Under the plan approved by the Pueblo City Council, the city of roughly 110,000 residents will transform its energy economy between now and 2035. The community has begun to integrate renewables, including through community solar gardens. In addition, Pueblo will host a new $12 million, 7.5-MW hydroelectric generation facility spearheaded by the Southeastern Colorado Water Conservancy District.
Pueblo has a sizable low-income population and an economy historically reliant aging industries like mining and steel. The all-renewable pact affirms a substantial shift in its development and growth strategy, even though the resolution does not carry consequences if the city falls short.
Counting Pueblo, nearly two dozen U.S. cities — including Boulder and Aspen in Colorado — have firmed up plans to transition to 100 percent clean, renewable energy.
Avoiding Uncertainty
The plan greenlighted by the City Council, while not prescriptive per se, outlines specific goals including more efficient public infrastructure, businesses, homes, and appliances. City officials have also pointed to plans to involve residents in renewable energy planning, and to deliver benefits to low-income households.
Indeed, part of the city’s rationale for pursuing the switch to renewables is to insulate residents from volatile energy prices.
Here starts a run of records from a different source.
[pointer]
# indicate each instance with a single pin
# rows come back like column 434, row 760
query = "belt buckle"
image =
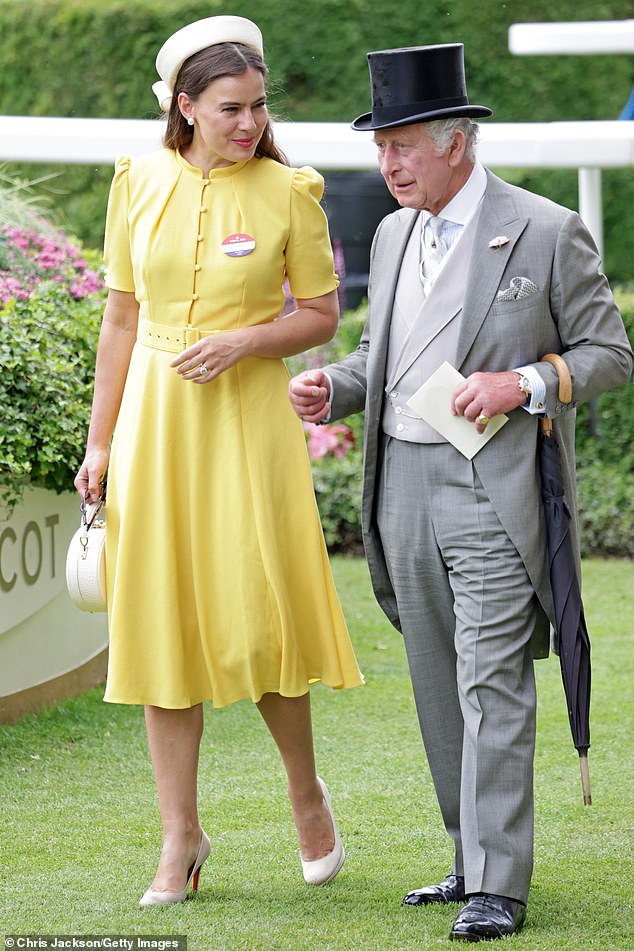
column 191, row 335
Pueblo’s resolution positions rising electricity rates as “an important challenge to the city’s economic and social well-being.”
The City Council singled out natural gas, misleadingly trumpeted by utilities nationwide as a cleaner replacement for coal. Even setting regulatory and environmental concerns aside, natural gas presents one of the riskiest options for customers, who end up on the hook for expensive infrastructure and unpredictable fuel costs.
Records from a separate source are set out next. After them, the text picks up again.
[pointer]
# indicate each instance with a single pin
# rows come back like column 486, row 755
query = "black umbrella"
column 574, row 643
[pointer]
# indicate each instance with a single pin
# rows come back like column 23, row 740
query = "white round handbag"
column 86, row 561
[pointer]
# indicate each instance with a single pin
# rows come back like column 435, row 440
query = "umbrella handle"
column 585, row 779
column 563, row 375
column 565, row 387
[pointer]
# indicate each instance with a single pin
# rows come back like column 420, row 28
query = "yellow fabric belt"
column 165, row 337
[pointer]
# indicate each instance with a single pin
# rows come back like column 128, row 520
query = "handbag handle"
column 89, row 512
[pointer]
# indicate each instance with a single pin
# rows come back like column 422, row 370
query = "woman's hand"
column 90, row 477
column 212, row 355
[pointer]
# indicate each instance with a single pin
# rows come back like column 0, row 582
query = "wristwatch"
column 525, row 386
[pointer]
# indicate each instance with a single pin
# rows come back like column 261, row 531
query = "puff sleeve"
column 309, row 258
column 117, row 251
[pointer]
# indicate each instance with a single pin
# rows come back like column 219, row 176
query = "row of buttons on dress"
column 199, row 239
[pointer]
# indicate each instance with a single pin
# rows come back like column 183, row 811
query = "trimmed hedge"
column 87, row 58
Weather changes, production and import conditions, storage availability, and delivery constraints can all influence gas prices. Typically, utility customers shoulder any variability while utility shareholders remain insulated from fluctuations.
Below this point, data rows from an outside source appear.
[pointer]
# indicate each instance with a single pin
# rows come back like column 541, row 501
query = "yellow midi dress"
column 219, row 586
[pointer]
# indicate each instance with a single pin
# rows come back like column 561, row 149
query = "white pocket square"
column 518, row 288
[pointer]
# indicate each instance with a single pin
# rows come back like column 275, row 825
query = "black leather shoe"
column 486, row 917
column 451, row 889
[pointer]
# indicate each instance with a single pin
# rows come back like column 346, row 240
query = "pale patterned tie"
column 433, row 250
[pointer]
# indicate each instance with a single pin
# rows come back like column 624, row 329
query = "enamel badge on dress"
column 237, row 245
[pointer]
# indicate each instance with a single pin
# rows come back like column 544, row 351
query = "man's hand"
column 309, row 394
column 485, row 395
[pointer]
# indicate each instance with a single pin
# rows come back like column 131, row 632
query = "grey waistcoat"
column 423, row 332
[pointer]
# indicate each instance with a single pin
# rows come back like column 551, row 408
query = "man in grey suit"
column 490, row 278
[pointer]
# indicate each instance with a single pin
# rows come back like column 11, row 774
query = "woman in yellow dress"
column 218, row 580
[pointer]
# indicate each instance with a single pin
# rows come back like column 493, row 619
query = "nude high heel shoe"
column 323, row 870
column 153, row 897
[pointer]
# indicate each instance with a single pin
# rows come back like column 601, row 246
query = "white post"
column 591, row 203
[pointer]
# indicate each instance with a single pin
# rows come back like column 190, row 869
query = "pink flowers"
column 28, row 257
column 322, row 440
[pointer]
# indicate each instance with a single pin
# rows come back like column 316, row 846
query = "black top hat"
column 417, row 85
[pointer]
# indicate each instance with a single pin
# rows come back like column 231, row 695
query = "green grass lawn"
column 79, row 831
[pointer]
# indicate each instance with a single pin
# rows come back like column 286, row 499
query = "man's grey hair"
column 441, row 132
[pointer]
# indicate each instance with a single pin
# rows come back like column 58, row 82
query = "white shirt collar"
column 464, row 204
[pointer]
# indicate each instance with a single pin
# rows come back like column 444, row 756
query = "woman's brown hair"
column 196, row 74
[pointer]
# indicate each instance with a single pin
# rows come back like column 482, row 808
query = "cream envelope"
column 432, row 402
Clean energy advocates have publicly tussled with the local utility, investor-owned Black Hills Energy, over skyrocketing rates driven up in part by bringing new natural gas generation online. The rate base for Black Hills customers — the benchmark that determines the utility’s returns — swelled from $136 million in 2008 to $511 million in 2016. The increase pumped up residential customers’ monthly bills by an average of 58 percent, according to Denver Post calculations.
More than 7,000 Pueblo residents have had their electricity shut off because they can’t keep up with rising costs, according the Sierra Club. Hundreds of Black Hills customers protested another rate hike before state regulators last year, an increase blasted in the local media as “a publicly traded utility financially pillaging a town.”
How Much Can a City Do?
While Pueblo’s vision for renewables bolsters Black Hills critics, the city faces some barriers in implementation. Most notably, Pueblo itself does not have the leeway to decide how Black Hills sources power. Prodded by a state-level standard that requires Colorado utilities to generate at least 30 percent of their electricity from renewables by 2020, Black Hills has solar and wind in its portfolio.
City documents show Black Hills plans to meet a 65 percent renewables threshold by 2035. If it hits that benchmark, the utility in its 2016 resource plan predicted it would save $47 million by 2040. The utility’s commitment, coupled with the hydroelectric plant, will provide a meaningful boost toward the city’s mandate. But the city’s adopted goal demands more.
Pueblo officials say they have some room to jostle for more renewables, with or without Black Hills’ blessing. The city could generate its own power, for example, or purchase wholesale power and “aggregate utility service.” City staff, under direction from the City Council, are exploring options for forming a municipal utility, a process that is typically time-intensive, costly, and messy.
City Council President Steve Nawrocki, a proponent of the all-renewables plan, said it only goes so far to promote a more sustainable energy future for Pueblo. He has argued municipalization would provide a smoother pathway to better results.
“The fact is, the city won’t have any authority over its sources of power unless it creates its own utility,” he told the Pueblo Chieftain.
A Call to Action
For now, the all-renewables plan approved by the City Council tethers Pueblo to planning strategies that promote a more equitable, democratic energy marketplace.
“Rooftop solar, low-income community solar, and demand control technologies offer the opportunity to redistribute resources, address poverty, stimulate new economic activity in the city, and lift up those most impacted by high energy costs,” its resolution states.
In becoming the third Colorado city to cement its all-renewable vision, there’s a higher-level strategy at play.
“The resolution itself really doesn’t mandate anything,” Pueblo City Council Member Larry Atencio told the Denver Post. “What it does more than anything is say the city of Pueblo is considering and promoting renewable energy and we ask that the rest of the state follows.”